Carrie Willard, 41, a stay-at-home mom, Atlanta, Ga.
Carrie Willard and her husband, Zeke, paid off $80,000 of credit card debt and car loans in five years. And if that wasn’t impressive enough, they did it on just one income—from Zeke’s furniture repair business.
How’d they stay on track? “The most important thing we did was hold weekly meetings. This helped us stay motivated, and even improved our marriage, as discussing money often uncovers hopes, dreams and fears,” Willard says.
Each month, the couple reworked their budget, adding in upcoming expenditures and removing other line items, in order to stay on track with their goals of paying off debt and building an emergency fund. They also discussed ways to save more, from selling items on eBay and Craigslist to buying used clothing and cooking at home instead of going out.
The Willards finally accomplished their goal in 2015—five years, three kids and two cars (paid in cash) later. But they didn’t discontinue their weekly checkins. Now, they meet regularly—in a quiet space, away from kids and other distractions—to review their progress on saving for a home down payment.
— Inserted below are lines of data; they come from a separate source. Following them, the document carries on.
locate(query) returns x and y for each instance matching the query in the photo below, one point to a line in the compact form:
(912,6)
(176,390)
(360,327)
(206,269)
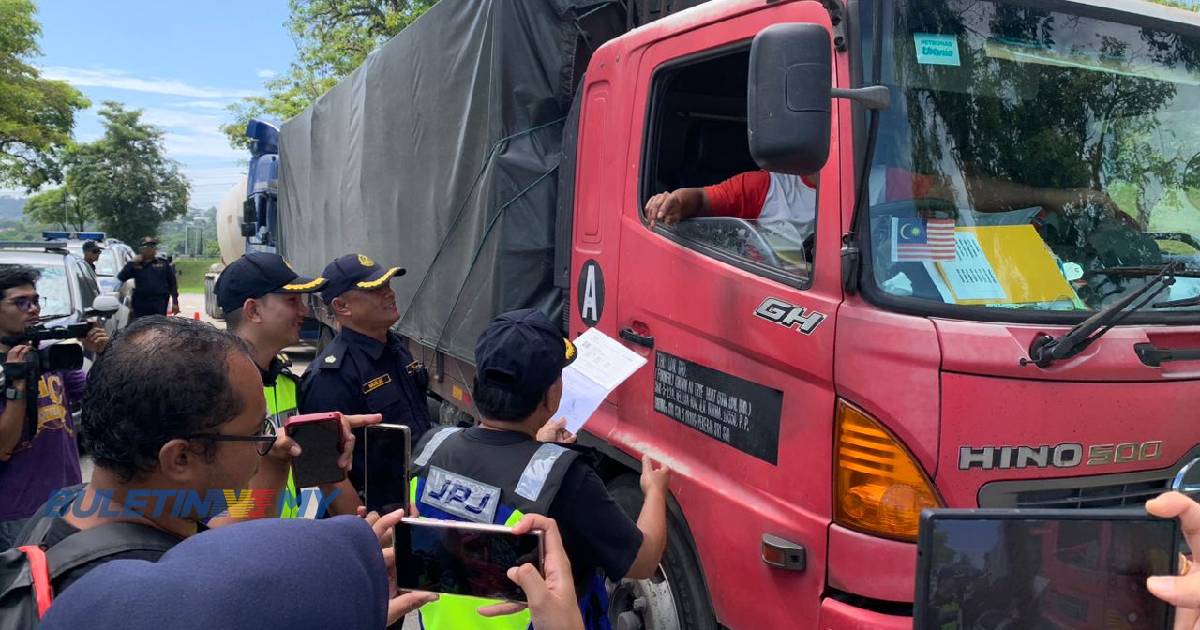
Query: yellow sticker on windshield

Thanks to their success, Willard recommends all couples create a budget date night. “Because money styles differ, a husband and wife could find that money is a source of tension, but budget meetings give you a way of working out these things in a way that maximizes your strengths and minimizes your weaknesses,” she says. “It also prevents the nerd from doing everything and the free spirit from opting out.”
J.D. Roth, 47, a blogger in Portland, Oregon
Back in 2004, J.D. Roth owed more than $35,000 in consumer debt. “Like most debt, it was from choosing to live beyond my means—buying things I could not afford,” he says. But Roth turned it around—paying $1,000 a month toward his debt for three years—thanks to a new mindset: He started thinking of himself as a business.
“A business has to make a profit, right? I decided that I had to make a profit, too, which meant that I had to earn more than I spent,” Roth says. “I told myself I was the CFO of JD, Inc. That meant I both cut my expenses and increased my income.”
He started by ordering less takeout, growing a vegetable garden to save on groceries, refinancing his mortgage and visiting the library instead of shopping at bookstores. Then he increased his income by selling off unwanted possessions and launching an IT consulting business.
After crossing the finish line in 2007, Roth used the money he’d been contributing to debt repayment to pad his savings account. “Once the debt was paid off, I could use the profit to ‘grow’ the business of me. It worked like a charm!” Roth says.